Romelu Lukaku is another who, whilst much younger, would also cost the earth. On top of a huge price tag, one would additionally have to question just how good a fit such a physical centre forward would be for a team that strictly sticks to a very specific style of play. Giroud is physical too and not enough of that side of him comes out, why would Lukaku be any different?

Alvaro Morata looks as though even half a weak assurance of some first-team football will be enough to keep him at Real Madrid for at least a year. The Spaniard, like Lukaku, carries a hefty valuation that Wenger isn't likely to want to meet.

A £40million bid for Lyon forward Alexandre Lacazette doesn't seem likely either.
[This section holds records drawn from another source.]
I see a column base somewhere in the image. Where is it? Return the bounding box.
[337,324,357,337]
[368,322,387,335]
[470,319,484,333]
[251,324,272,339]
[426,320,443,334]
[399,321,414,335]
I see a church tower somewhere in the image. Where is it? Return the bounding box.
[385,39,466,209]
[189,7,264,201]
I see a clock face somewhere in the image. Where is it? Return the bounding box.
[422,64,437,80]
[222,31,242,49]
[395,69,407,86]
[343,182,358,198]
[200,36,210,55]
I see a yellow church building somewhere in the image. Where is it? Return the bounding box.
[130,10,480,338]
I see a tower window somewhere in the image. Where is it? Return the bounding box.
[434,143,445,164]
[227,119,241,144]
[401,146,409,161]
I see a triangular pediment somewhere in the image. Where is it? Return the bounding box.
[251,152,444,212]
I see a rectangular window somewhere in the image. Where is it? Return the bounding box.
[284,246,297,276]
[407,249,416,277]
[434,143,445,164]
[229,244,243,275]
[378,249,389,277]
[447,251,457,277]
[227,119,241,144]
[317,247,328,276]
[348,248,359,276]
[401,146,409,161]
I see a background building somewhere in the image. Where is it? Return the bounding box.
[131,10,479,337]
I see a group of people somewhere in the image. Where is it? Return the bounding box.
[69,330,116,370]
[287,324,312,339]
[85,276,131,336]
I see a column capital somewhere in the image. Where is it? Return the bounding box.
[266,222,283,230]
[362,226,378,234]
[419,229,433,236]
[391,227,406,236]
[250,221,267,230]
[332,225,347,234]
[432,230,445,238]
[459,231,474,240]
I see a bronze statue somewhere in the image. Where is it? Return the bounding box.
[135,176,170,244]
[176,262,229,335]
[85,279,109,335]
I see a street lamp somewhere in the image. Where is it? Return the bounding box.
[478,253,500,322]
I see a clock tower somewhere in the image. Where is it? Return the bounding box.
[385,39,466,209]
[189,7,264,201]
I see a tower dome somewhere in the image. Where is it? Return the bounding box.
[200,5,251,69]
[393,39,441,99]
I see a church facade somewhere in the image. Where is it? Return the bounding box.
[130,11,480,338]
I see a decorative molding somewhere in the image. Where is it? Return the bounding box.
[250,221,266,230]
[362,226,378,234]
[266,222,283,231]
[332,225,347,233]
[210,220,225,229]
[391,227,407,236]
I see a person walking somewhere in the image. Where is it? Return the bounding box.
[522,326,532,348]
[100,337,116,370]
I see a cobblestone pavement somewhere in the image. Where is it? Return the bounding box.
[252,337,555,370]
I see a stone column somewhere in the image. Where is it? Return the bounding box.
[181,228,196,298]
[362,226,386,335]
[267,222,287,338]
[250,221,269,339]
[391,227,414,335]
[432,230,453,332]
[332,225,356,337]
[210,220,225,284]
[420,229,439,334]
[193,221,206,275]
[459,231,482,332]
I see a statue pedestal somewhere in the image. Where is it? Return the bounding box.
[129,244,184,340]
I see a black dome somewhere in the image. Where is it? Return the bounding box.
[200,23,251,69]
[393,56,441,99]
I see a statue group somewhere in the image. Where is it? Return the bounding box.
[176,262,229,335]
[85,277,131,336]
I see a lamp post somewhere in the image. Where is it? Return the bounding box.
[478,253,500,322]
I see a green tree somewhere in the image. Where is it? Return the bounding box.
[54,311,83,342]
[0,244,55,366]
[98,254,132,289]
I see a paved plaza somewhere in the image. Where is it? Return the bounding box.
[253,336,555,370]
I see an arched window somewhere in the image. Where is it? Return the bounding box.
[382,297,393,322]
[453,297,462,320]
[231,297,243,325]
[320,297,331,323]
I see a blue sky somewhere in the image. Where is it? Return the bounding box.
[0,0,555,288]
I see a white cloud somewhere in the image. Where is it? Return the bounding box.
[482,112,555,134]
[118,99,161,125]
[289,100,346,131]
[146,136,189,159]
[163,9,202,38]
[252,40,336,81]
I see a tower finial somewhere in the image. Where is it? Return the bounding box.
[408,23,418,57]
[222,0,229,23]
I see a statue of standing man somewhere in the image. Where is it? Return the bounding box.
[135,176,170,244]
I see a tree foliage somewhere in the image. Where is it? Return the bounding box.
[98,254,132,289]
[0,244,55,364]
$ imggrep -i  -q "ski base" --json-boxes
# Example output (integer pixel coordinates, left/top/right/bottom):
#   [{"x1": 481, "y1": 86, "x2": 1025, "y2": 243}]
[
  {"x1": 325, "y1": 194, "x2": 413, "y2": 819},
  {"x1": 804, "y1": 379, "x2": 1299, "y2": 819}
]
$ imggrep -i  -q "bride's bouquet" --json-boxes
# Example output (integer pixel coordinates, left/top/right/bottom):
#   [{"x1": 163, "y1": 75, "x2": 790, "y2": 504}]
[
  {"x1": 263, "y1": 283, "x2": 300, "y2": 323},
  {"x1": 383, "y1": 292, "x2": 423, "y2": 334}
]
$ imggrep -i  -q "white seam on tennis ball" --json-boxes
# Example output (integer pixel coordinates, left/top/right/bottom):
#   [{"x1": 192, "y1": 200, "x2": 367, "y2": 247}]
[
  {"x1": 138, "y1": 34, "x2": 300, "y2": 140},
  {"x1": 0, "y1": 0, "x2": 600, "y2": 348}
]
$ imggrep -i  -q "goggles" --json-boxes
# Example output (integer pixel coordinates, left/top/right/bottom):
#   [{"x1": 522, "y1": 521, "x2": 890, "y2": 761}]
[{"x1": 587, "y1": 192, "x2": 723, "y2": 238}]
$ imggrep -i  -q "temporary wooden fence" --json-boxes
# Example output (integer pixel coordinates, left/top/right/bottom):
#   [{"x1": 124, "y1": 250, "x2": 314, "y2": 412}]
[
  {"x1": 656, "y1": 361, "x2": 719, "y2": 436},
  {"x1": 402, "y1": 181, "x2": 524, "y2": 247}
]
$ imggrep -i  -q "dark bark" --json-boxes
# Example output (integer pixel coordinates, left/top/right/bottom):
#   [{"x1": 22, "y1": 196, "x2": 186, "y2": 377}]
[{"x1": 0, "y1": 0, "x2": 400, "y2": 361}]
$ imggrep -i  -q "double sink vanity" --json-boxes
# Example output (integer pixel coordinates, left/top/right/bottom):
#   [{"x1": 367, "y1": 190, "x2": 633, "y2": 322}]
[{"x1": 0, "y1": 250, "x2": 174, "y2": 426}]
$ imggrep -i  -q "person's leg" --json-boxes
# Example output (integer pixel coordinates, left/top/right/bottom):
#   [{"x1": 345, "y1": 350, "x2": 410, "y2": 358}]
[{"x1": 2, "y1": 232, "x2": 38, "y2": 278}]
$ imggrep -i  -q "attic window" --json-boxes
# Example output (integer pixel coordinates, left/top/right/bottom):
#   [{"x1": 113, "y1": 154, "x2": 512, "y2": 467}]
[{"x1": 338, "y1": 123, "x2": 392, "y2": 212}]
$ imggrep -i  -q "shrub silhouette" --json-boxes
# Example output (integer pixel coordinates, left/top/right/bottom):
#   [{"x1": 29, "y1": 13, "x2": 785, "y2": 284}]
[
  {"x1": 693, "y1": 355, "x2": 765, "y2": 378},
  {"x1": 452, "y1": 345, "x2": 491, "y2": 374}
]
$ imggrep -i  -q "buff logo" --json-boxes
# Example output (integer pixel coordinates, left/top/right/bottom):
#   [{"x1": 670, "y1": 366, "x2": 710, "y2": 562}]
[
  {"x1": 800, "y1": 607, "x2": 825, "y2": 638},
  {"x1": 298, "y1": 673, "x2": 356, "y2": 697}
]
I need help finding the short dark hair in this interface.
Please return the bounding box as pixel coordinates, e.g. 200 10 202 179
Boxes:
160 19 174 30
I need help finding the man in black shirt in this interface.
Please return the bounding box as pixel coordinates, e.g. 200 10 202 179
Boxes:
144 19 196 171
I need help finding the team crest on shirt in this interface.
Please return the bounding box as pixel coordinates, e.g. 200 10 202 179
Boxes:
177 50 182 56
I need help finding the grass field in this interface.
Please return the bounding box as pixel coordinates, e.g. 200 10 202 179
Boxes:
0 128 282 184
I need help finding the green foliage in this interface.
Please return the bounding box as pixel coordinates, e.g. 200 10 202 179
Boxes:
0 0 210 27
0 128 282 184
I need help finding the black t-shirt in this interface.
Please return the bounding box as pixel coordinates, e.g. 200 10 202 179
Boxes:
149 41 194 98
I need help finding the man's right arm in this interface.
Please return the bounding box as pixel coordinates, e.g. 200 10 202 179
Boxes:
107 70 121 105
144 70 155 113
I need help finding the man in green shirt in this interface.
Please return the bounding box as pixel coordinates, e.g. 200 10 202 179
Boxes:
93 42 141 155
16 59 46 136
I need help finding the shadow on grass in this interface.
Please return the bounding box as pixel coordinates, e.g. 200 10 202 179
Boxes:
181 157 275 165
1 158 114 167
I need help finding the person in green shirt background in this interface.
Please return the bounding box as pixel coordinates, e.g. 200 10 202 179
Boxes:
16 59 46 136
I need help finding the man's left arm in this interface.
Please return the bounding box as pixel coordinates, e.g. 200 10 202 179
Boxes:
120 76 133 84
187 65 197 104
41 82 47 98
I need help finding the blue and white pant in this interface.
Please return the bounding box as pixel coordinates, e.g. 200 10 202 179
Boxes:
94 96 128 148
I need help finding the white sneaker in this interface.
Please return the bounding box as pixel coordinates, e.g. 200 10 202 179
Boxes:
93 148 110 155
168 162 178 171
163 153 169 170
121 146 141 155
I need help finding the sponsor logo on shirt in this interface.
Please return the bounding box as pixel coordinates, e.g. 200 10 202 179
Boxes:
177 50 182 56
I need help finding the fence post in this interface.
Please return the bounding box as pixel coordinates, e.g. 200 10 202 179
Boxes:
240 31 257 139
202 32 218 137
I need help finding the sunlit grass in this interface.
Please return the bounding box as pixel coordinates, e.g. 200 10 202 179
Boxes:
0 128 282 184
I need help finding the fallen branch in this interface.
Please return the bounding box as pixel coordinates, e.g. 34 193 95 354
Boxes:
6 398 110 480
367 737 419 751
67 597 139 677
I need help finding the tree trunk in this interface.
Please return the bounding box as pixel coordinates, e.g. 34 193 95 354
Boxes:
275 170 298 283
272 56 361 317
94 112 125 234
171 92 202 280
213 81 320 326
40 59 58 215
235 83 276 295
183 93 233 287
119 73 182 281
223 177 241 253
Wenger recently refused to even talk about him for fear of sparking another media frenzy if he were to suggest that he liked the player, even just as a passing spectator.

Some Arsenal fans are fearing that signing Takuma Asano from Sanfrecce Hiroshima is Wenger's response to missing out on his first choice striker.

That isn't the case. The 21-year-old would have arrived regardless as a young talent to develop. But what the Vardy snub has left Arsenal with is a diminishing pool of options with which to strengthen the biggest weakness that is currently holding them back.

The Gunners may not miss Vardy per se, but there isn't really a feasible alternative out there.